What prevents a person from being sorry when they do wrong? There is probably a variety of answers to that question, but often it is simply a matter of pride. Many are unwilling to say, I’m sorry because they are too prideful.
Pride causes them to focus on the faults of someone else, often the very one against whom the wrong has been committed. Pride convinces people that their actions are not very bad, and certainly not bad enough to warrant an apology. Pride stops people from saying sorry because it leads to focusing on the self instead of the feelings of someone else.

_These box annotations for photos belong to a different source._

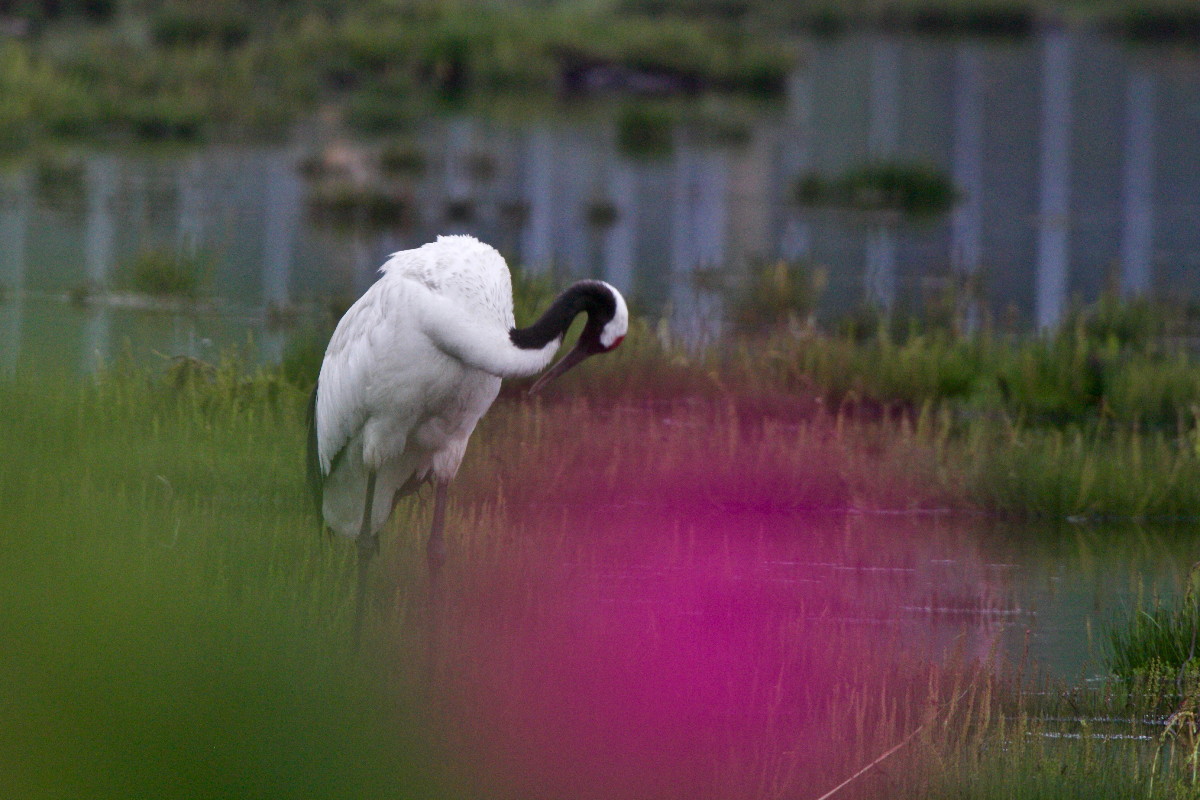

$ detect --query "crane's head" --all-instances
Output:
[529,281,629,395]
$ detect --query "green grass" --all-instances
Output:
[7,357,1189,798]
[793,163,958,216]
[118,248,212,300]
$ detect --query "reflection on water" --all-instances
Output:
[0,29,1200,367]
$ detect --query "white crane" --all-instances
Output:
[308,236,629,630]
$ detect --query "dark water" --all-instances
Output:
[0,31,1200,678]
[0,30,1200,366]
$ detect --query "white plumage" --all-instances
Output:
[310,236,629,628]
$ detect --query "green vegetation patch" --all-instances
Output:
[794,163,958,216]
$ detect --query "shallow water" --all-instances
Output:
[448,509,1198,685]
[0,30,1200,371]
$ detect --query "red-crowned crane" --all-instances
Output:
[308,236,629,631]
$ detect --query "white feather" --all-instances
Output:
[316,236,560,537]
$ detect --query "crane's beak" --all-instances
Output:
[529,344,592,395]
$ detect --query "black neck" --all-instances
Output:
[509,281,617,350]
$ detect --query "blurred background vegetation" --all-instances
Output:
[0,0,1200,148]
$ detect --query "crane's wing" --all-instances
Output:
[312,283,384,476]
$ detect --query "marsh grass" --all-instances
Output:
[116,248,214,300]
[7,355,1200,798]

Sometimes pride is even the culprit that leads to the wrong in the first place. Solomon reminds us that, “Pride goes before destruction, and a haughty spirit before a fall” (Proverbs 16:18). And it is that same pride that leads to doing wrong that prevents one from seeing the sinfulness of his actions, repenting, and saying, I’m sorry.
The first step in saying “I’m sorry,” then, is suppressing one’s pride, which allows a person to recognize that he or she has done something wrong. Then the person who has done wrong can begin to empathize with the person whom he has wronged, which often leads to an apology. And while some wrongs are so egregious that a simple apology will not solve the damage done, very often it can greatly change the situation and lead to a resolution. Sometimes an apology will rectify the situation immediately and those involved can move forward to better things. Relationships between husbands and wives, parents and children, and even brothers and sisters in Christ, can be greatly improved, and sometimes even saved, by a simple willingness to say, I’m sorry.

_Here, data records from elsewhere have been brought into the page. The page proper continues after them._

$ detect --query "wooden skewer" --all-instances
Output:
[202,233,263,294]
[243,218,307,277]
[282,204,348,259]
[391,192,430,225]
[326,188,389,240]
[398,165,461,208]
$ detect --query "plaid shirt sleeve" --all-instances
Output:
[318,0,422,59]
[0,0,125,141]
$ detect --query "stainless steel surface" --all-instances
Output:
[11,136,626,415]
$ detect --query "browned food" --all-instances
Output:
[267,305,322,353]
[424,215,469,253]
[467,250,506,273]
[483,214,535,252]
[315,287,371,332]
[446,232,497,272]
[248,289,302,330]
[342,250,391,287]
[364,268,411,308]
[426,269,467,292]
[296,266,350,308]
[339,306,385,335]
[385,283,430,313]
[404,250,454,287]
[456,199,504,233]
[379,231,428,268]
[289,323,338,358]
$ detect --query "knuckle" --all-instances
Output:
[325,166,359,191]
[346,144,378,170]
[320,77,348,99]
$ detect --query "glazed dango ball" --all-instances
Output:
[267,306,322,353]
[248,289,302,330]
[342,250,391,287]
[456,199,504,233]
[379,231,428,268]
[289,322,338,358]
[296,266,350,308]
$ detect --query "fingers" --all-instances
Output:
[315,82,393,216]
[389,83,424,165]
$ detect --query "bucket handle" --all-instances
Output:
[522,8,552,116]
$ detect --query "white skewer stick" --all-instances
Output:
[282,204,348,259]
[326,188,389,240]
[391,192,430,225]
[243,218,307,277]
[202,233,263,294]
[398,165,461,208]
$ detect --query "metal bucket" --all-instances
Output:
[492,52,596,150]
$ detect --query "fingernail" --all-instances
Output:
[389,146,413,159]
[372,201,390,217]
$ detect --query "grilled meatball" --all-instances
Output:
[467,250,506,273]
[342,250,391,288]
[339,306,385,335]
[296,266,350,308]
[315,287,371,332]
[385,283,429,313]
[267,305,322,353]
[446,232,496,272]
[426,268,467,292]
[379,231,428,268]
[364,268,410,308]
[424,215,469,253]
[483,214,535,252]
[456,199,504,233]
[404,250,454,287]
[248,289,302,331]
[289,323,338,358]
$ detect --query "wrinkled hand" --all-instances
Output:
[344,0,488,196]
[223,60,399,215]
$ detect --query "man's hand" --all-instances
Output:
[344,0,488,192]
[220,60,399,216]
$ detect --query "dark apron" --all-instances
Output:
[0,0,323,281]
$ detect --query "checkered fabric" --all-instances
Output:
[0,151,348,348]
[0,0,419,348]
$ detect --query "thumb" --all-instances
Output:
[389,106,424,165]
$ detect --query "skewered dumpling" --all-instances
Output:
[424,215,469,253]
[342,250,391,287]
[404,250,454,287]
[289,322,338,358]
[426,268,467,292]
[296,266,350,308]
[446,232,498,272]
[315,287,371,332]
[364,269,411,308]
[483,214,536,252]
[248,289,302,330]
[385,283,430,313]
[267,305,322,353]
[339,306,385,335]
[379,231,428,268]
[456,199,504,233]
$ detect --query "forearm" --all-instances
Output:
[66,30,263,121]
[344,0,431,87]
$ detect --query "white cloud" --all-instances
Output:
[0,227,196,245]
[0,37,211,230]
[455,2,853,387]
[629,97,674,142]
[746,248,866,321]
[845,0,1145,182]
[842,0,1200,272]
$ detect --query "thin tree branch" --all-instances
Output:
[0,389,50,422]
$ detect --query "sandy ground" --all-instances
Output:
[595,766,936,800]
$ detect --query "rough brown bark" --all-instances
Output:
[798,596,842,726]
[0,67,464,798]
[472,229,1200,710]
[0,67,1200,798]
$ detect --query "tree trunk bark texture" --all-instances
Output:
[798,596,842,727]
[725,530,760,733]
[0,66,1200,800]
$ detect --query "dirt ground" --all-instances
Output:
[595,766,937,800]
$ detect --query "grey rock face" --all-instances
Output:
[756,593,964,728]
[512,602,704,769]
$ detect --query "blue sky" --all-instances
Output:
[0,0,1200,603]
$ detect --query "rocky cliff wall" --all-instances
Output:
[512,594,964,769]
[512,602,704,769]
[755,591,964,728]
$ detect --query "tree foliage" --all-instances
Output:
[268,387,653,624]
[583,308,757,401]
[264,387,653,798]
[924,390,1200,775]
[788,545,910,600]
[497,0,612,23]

Of course, the most important apology is made to God when we wrong Him. This comes in the form of a confession that follows true repentance. I mentioned above that repentance comes from godly sorrow, but to save our relationship with God when we sin, more than repentance is needed. Peter told Simon when he sinned, to “Repent, therefore, of this wickedness of yours, and pray to the Lord that, if possible, the intent of your heart may be forgiven you” (Acts 8:22). Notice that Simon was to repent and then do something else to be forgiven, that is, to pray to the Lord. John lets us know that the prayer under consideration is not just a general prayer but a recognition of fault in a request for forgiveness. He wrote this:
“If we confess our sins, he is faithful and just to forgive us our sins and to cleanse us from all unrighteousness” (1 John 1:9). When we confess to God, we are not revealing to Him information because He already knows what we have done. Instead, we are saying to God, I’m sorry. Interestingly, the very thing that stops us from apologizing to each other when we do wrong, is the same thing that stops some from asking God for forgiveness.
Before and after John encourages us to confess our sins, he warns us about thinking we have no sin (ver. 8) or that we have not sinned (ver. 10). Again, we must suppress our pride, recognize our sin, and plead for forgiveness before God.
When it comes to relationships, whether it is our relationship with God or our relationship with other people, there are very few things more important than the willingness to say that we are sorry from time to time. Let us all humble ourselves to make sure that when the time comes, we will recognize the need for an apology and be willing to offer a simple, “I’m sorry.”